Consumers can expect to pay more for their potatoes from next week after a difficult year for producers, who are currently selling off some of their table crop to feed animals.
Overproduction in Ireland and Europe led to what Mr Brian Arnold of An Bord Glas described as "an incredibly good year for consumers but a disaster for producers".
Already up to 70,000 tonnes of potatoes grown for human consumption have been sold off at prices as low as £20 a tonne for animal feed.
Wholesale prices for potatoes have fallen to a low of £85 pounds a tonne for Records and £90 a tonne for Kerr Pinks.
However, good-quality Rooster potatoes held their prices at £130 to £180 a tonne.
Mr Arnold said that comparisons between prices paid this year and this time last year probably did not properly reflect the real situation.
"Growers could not get their crops out of the ground in the autumn of 1998 because of the terrible weather, and some potatoes stayed in the ground until the spring of last year," he said.
This had led to a scarcity of good-quality potatoes which had pushed up the price around this time last year.
However, according to Mr Malachy Mitchell, who co-ordinates the potato sector for the Irish Farmers' Association, bad weather last September had also prevented maincrop harvesting and had created quality difficulties for this winter's crop.
"It has been a very bad year for the growers, but the main problem has been an overproduction of potatoes in Europe as a whole, which has led to low prices for the producer," he said.
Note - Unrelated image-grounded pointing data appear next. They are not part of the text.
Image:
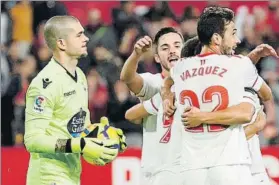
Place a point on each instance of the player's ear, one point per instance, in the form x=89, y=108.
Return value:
x=157, y=58
x=61, y=44
x=216, y=39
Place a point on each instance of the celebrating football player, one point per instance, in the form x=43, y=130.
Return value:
x=57, y=111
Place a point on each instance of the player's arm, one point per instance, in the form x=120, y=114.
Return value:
x=260, y=51
x=168, y=96
x=135, y=82
x=257, y=126
x=254, y=80
x=39, y=138
x=136, y=113
x=144, y=109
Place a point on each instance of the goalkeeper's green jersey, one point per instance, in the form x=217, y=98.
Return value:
x=56, y=108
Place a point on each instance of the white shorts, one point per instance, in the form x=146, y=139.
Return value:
x=261, y=179
x=163, y=178
x=219, y=175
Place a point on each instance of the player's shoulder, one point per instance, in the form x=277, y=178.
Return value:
x=46, y=79
x=151, y=76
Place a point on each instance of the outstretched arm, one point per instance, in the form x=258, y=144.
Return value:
x=129, y=73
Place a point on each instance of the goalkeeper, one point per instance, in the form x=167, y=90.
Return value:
x=57, y=111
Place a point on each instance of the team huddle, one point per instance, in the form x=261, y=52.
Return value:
x=200, y=116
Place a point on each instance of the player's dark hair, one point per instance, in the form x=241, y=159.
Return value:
x=213, y=20
x=191, y=47
x=165, y=31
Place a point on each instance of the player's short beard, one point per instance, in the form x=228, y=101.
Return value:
x=165, y=66
x=83, y=55
x=227, y=50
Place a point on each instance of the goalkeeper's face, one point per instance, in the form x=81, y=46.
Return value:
x=76, y=41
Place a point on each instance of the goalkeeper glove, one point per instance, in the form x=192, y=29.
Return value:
x=99, y=150
x=122, y=140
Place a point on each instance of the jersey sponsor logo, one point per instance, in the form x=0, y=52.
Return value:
x=76, y=124
x=69, y=93
x=39, y=104
x=46, y=82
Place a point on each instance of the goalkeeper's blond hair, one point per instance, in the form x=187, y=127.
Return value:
x=57, y=28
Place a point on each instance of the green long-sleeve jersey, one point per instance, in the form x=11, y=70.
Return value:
x=56, y=108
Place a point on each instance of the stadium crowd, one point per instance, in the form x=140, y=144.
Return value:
x=24, y=53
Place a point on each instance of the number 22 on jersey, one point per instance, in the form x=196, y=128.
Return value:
x=207, y=97
x=167, y=122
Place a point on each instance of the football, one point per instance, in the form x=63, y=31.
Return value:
x=101, y=131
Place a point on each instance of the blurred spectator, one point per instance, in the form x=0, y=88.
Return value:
x=127, y=41
x=160, y=9
x=43, y=10
x=98, y=95
x=189, y=22
x=22, y=16
x=6, y=26
x=108, y=65
x=11, y=85
x=123, y=17
x=118, y=105
x=27, y=71
x=98, y=33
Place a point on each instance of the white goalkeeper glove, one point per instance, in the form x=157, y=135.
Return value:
x=100, y=151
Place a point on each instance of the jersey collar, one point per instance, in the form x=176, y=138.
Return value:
x=68, y=73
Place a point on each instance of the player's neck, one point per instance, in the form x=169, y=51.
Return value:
x=67, y=62
x=165, y=73
x=210, y=49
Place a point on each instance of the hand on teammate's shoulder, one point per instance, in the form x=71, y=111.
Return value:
x=143, y=45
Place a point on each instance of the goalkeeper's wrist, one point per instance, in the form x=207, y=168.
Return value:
x=75, y=145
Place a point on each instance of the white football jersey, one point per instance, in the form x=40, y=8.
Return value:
x=151, y=85
x=166, y=148
x=213, y=82
x=257, y=165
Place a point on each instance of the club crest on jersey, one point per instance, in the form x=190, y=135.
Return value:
x=39, y=104
x=76, y=124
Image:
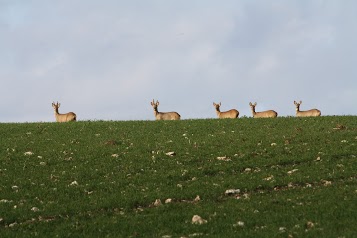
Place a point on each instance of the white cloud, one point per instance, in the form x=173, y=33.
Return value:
x=108, y=60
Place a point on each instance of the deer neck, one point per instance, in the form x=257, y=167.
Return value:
x=253, y=111
x=156, y=112
x=218, y=112
x=56, y=112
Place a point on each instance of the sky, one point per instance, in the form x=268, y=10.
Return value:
x=107, y=60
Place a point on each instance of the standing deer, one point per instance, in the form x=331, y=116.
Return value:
x=309, y=113
x=269, y=113
x=233, y=113
x=164, y=115
x=63, y=117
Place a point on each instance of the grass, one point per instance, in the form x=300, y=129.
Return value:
x=296, y=177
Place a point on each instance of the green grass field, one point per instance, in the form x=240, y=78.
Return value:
x=289, y=177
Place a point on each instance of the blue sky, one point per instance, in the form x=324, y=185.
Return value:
x=106, y=60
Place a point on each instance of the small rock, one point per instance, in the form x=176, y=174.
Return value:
x=196, y=219
x=35, y=209
x=232, y=191
x=157, y=203
x=171, y=153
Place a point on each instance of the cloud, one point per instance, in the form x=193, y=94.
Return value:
x=108, y=60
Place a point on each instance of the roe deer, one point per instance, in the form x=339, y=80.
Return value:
x=309, y=113
x=269, y=113
x=233, y=113
x=164, y=115
x=63, y=117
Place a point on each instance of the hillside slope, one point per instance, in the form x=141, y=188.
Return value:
x=244, y=177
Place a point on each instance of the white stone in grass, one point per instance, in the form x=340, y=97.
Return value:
x=239, y=223
x=35, y=209
x=74, y=183
x=157, y=203
x=269, y=178
x=223, y=158
x=15, y=187
x=197, y=220
x=232, y=191
x=171, y=153
x=12, y=224
x=292, y=171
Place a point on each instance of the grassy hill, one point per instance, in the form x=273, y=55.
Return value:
x=283, y=177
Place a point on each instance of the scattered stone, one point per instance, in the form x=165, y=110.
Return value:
x=223, y=158
x=157, y=203
x=232, y=191
x=35, y=209
x=196, y=219
x=171, y=153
Mr Mitchell said there were indications from Britain that there would be a smaller acreage of potatoes planted this autumn.
"We have no figures on what has happened here yet but there may be a reduction in acreage," he said.
Both men agreed that by next week, when the first of the new potatoes arrive from Wexford, the situation should improve for the growers.
There are roughly half-a-million acres of potatoes planted in the Republic annually by 1,000 growers who produce in the region of a half-million tonnes.